『20世紀精神病理学史』

未読山の中から、渡辺哲夫『20世紀精神病理学史』と『死と狂気』を読む。どちらもちくま文庫から。

『20世紀精神病理学史』のほうは、予想はついていたけれども、やはり「歴史」ではなかった。著者自身が、「本書の意図は、20世紀精神病理学を出来事の連続として、すなわち精神病理学者の知的労働史とその成果の行列としてみることではない。もしもそうであるなら、事は一枚の年表で足りる。」と宣言しているのだから、仕方がない。 精神病理学者の仕事の歴史を書くことが、本当に一枚の年表で足りるかどうかについては、私はそうは思わないが、著者がそういう問題には興味がないという意味にとるべきだろう。

昨日に引き続いて、小うるさいことを書いて申し訳ないけれども、これは学者として書いておいたほうがいい。
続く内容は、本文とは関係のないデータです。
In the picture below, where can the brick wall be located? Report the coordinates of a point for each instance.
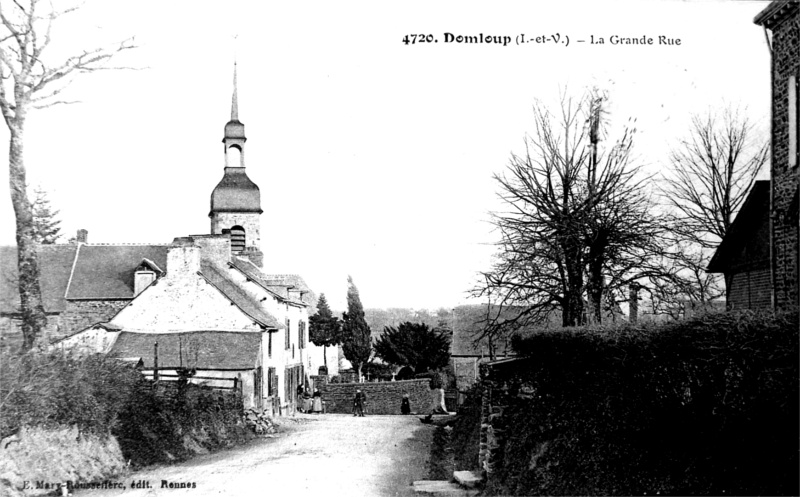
(382, 397)
(785, 62)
ユングの発言を引用して彼のイデオロギー的な側面を批判的に論じている箇所で、その出典がわからないままご自分のメモから引用して議論をしているけれども、こういう微妙な問題についての重要な引用のときには、いったいどの著作・手紙などから引用しているのか、読者に明らかにしたほうがいい。

『死と狂気』のほうは、症例の分析を主として、美しく豊かに形而上学的で詩的で比喩的に洞察を展開したもので、これは、歴史の話ではないから安心して楽しく読んだ。